El Plan Techint no definió cuatro anillos para Santa Cruz como se cree equivocadamente. Ese diseño de cuatro anillos fue elaborado posteriormente, a fines de la década de los 60 por el equipo local con asesoramiento extranjero.
Originalmente el tercer anillo era un anillo más, de 30 metros de ancho, pero surgió la idea de que, por ser un anillo intermedio entre los cuatro, se lo podía “engordar” en su parte central de manera que su camellón central sea tan ancho como para cobijar allí el equipamiento terciario que la ciudad y que las unidades vecinales recién creadas iban a necesitar. Así, sobre esa “barriga” que en realidad es un camellón central ensanchado hasta 140 metros se ubicó el equipamiento terciario que hoy observamos: hoteles, hospitales, universidades, centros comerciales, mercados y clubes deportivos.
Es obvio que al ser un solo tercer anillo, es decir una sola avenida y no dos, los carriles laterales debían ser unos de ida y otros de venida. Existirían tres carriles de ida y tres de venida, además de jardines, arborización y estacionamientos laterales en un ancho de 10 metros a cada lado.
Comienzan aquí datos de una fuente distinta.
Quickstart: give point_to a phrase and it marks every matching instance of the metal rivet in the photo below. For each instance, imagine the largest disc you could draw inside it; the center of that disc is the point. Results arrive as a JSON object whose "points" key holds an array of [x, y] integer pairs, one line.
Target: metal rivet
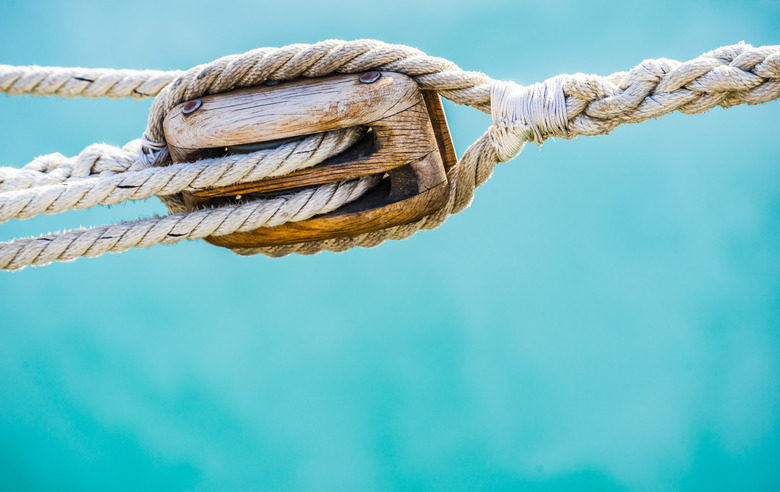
{"points": [[191, 106], [370, 77]]}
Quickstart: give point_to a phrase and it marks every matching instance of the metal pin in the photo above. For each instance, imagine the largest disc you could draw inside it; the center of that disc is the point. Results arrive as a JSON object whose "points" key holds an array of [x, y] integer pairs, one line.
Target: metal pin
{"points": [[370, 77], [191, 106]]}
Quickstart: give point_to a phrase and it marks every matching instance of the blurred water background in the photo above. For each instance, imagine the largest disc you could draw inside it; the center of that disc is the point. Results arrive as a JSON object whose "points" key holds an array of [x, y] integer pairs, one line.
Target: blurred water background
{"points": [[604, 317]]}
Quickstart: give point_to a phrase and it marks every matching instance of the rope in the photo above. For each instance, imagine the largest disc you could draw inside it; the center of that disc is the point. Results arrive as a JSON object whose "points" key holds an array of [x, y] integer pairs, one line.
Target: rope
{"points": [[106, 188], [564, 106], [84, 82]]}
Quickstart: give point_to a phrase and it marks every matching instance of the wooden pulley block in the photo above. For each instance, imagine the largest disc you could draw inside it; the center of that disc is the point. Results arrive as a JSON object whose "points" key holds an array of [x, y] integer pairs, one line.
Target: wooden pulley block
{"points": [[407, 143]]}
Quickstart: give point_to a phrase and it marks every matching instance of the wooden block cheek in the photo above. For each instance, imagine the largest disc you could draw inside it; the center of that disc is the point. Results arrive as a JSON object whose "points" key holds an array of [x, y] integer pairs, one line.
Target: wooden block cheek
{"points": [[405, 146]]}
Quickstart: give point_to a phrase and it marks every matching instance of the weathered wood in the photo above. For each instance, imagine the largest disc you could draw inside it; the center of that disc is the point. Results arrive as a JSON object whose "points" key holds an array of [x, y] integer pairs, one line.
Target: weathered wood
{"points": [[408, 141]]}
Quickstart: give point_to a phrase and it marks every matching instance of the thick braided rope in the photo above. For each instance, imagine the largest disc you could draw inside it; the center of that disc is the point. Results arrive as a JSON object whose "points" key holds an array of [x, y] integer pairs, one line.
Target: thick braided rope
{"points": [[109, 189], [173, 228], [565, 106], [84, 82]]}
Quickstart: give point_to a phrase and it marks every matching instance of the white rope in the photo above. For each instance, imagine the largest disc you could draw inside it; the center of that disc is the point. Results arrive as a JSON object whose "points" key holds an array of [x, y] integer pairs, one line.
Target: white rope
{"points": [[173, 228], [139, 182], [84, 82], [564, 106]]}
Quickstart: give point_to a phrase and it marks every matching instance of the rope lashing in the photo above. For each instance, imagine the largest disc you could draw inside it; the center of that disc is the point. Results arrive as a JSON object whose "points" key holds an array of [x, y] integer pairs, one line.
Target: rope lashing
{"points": [[564, 106]]}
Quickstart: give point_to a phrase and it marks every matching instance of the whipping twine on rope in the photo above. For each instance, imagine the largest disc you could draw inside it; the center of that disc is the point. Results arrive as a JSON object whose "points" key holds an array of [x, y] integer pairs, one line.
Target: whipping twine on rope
{"points": [[563, 106]]}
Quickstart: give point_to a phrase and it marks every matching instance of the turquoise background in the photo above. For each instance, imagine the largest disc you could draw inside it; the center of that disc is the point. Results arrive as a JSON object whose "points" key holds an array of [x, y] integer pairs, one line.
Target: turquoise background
{"points": [[604, 317]]}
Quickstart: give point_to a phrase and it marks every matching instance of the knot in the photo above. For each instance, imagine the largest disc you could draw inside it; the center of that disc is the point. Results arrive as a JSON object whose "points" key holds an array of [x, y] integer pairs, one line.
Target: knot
{"points": [[152, 153], [526, 114]]}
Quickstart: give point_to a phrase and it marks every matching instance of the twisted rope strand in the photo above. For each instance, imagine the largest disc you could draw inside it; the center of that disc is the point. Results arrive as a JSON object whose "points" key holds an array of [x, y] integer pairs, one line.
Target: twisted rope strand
{"points": [[173, 228], [84, 82], [109, 189], [564, 106]]}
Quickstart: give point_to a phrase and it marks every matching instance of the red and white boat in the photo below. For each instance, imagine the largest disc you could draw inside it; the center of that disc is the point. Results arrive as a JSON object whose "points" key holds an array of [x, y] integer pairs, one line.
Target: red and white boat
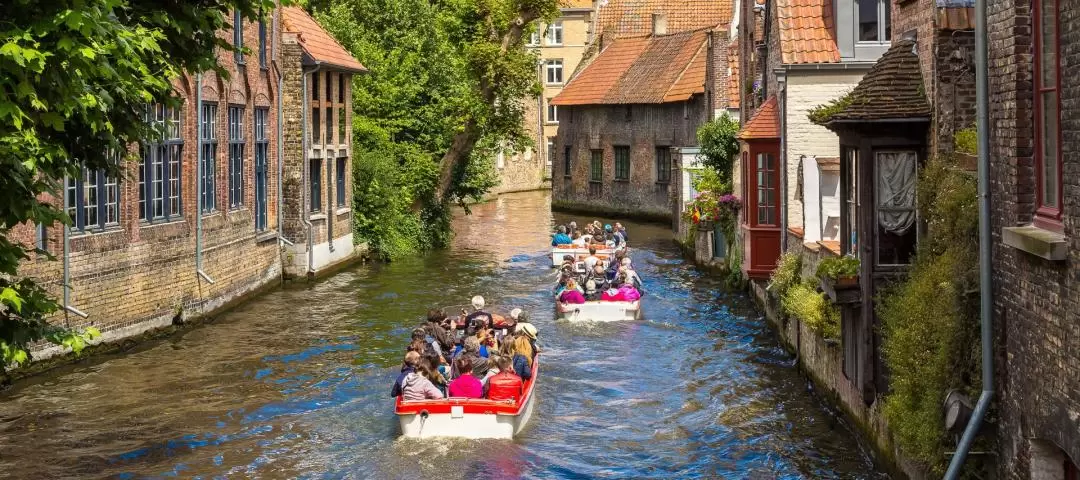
{"points": [[598, 311], [468, 417]]}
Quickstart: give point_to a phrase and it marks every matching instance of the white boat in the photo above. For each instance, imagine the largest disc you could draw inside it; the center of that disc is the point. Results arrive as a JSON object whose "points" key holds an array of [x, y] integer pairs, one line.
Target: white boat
{"points": [[599, 311], [578, 253], [468, 417]]}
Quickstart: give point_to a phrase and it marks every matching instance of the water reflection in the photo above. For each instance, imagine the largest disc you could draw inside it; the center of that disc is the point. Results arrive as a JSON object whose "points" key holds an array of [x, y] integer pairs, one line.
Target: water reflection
{"points": [[295, 385]]}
Este diseño presentaba la enorme ventaja de facilitar en las intersecciones los giros a la izquierda, pues nadie venía del lado contrario, incrementando así enormemente la capacidad de la vía. Tendríamos en total 6 carriles, y no cuatro como es hoy, además con amplios espacios para arborización y estacionamiento.
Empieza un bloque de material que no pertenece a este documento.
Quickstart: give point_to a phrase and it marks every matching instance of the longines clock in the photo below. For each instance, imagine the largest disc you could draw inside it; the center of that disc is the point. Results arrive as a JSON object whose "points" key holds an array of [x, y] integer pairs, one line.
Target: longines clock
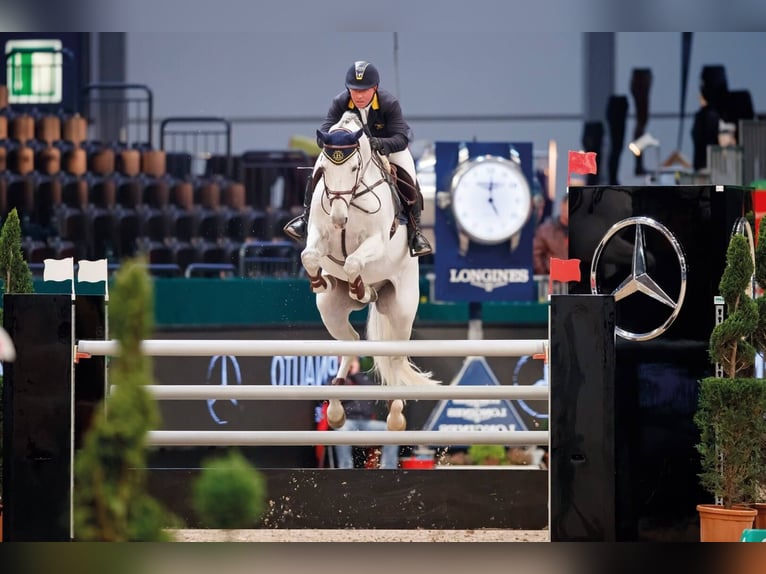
{"points": [[491, 201]]}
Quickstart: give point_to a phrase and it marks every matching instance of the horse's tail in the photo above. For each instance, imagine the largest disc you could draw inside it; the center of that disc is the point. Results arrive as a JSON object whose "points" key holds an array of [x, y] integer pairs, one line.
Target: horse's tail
{"points": [[393, 370]]}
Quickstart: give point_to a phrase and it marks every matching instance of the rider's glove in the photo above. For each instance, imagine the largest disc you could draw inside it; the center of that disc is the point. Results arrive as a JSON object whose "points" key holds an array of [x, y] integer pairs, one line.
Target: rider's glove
{"points": [[377, 145]]}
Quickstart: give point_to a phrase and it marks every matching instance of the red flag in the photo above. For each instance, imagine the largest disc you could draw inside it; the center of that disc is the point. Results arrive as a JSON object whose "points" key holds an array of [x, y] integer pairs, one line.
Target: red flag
{"points": [[581, 162], [564, 270], [322, 425]]}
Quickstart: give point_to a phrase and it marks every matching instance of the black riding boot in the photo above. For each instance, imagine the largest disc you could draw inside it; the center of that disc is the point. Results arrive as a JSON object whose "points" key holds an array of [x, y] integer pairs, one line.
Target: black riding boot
{"points": [[297, 228], [412, 199], [418, 243]]}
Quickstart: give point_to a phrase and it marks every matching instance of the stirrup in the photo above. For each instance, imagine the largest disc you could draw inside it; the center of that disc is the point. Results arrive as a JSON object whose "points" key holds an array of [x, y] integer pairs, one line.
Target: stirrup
{"points": [[296, 228], [424, 249]]}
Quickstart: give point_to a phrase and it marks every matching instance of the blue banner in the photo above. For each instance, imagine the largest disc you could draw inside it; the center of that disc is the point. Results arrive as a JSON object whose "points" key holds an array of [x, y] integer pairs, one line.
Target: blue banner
{"points": [[485, 272]]}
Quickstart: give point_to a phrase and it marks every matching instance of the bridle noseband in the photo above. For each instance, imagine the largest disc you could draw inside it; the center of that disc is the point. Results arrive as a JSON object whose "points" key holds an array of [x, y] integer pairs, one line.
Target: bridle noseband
{"points": [[341, 154]]}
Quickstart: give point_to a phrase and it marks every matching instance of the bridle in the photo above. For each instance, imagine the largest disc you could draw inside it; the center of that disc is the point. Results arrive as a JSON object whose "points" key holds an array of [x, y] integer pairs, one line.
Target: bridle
{"points": [[339, 154]]}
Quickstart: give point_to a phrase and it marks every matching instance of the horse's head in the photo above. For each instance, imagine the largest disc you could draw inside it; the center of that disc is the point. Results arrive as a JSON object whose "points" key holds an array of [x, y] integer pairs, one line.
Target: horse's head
{"points": [[345, 156]]}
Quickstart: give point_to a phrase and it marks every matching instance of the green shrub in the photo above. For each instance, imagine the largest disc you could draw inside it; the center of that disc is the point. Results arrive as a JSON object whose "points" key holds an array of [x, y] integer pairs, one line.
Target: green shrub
{"points": [[229, 493], [111, 502], [731, 416], [487, 454]]}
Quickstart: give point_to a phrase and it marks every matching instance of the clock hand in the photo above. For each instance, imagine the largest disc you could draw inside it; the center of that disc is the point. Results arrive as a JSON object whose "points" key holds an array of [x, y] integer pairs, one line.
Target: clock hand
{"points": [[490, 188]]}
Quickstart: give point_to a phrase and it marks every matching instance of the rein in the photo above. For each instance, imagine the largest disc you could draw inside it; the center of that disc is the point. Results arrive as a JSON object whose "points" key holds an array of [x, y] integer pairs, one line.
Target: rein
{"points": [[355, 191]]}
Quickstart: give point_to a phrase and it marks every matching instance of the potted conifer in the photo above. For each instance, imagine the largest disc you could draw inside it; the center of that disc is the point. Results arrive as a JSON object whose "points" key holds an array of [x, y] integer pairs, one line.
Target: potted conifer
{"points": [[732, 407], [111, 500], [16, 278]]}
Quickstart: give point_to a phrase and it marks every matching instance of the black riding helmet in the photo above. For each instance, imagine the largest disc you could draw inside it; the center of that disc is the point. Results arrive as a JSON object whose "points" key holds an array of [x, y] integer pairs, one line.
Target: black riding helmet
{"points": [[362, 76]]}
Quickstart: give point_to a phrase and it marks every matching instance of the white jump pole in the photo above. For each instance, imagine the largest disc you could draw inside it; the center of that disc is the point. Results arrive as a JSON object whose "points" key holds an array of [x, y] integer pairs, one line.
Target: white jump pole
{"points": [[311, 438], [342, 392], [265, 348]]}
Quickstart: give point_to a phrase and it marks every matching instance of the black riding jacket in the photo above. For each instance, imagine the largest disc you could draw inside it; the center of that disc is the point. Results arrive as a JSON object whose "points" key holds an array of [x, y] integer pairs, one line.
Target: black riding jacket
{"points": [[384, 119]]}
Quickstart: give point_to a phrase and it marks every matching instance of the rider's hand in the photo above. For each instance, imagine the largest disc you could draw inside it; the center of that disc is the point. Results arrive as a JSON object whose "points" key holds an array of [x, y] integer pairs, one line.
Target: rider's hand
{"points": [[377, 145]]}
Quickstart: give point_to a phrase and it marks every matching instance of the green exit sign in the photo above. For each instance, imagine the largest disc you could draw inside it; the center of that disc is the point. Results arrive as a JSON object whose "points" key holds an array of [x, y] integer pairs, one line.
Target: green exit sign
{"points": [[34, 73]]}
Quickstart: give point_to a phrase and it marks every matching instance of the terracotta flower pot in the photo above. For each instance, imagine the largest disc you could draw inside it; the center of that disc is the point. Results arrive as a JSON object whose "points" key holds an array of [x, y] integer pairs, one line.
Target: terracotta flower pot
{"points": [[719, 524], [760, 518]]}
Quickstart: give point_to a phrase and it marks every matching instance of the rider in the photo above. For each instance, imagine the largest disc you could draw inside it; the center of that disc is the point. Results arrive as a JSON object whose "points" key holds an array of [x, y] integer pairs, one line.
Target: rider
{"points": [[389, 134]]}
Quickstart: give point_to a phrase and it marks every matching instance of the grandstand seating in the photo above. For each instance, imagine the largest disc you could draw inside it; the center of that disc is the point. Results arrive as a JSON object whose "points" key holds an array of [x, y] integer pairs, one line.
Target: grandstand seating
{"points": [[88, 198]]}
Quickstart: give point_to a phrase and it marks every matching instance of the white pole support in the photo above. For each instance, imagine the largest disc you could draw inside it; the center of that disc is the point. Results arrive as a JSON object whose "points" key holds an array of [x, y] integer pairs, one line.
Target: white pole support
{"points": [[311, 438], [266, 348], [343, 392]]}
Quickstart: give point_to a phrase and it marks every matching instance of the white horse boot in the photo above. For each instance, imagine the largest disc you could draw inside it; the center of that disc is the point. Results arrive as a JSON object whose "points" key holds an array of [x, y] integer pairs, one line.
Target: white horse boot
{"points": [[395, 419]]}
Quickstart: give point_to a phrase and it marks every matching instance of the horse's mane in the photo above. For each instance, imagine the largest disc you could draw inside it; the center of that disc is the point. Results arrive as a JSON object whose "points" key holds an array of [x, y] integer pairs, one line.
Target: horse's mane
{"points": [[349, 121]]}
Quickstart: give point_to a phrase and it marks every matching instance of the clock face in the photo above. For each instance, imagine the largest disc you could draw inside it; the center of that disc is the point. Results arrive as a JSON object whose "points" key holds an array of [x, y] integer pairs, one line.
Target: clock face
{"points": [[491, 199]]}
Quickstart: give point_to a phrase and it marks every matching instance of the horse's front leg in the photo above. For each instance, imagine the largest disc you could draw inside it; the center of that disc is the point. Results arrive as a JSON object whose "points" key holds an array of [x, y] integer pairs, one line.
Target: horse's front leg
{"points": [[336, 414], [370, 250], [310, 257]]}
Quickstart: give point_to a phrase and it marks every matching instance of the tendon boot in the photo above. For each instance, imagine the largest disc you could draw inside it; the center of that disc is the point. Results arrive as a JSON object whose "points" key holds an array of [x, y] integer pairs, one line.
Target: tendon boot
{"points": [[297, 228], [412, 200], [418, 243]]}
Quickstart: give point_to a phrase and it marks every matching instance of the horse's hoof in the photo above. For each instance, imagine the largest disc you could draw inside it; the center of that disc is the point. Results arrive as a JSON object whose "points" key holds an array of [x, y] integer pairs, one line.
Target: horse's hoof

Por ignorancia, este perfil fue inicialmente destruido por varias cuadras en la zona del parque zoológico, y luego fue reiterada la destrucción de la idea inicial con el perfil usado en el sector oeste del tercer anillo, que no dejo espacio ni a arboles ni veredas. Ese tercer anillo interno es un páramo que no debe repetirse.
En su momento, las plataformas ambientalistas detuvieron ese diseño nefasto en el sector noroeste pues implicaba entre otras cosas el tener que derribar muchísimos árboles. Se pensó que el gobierno municipal había aprendido la lección y entendido el problema, pero parece que no.
Así las cosas, la actual gestión ya ha anunciado que va a insistir en la destrucción definitiva del tercer anillo en su versión original, que es la solución que más fluidez y belleza ofrece a la ciudad. Es una pena que quienes toman estas decisiones no investiguen previamente lo que van a ejecutar.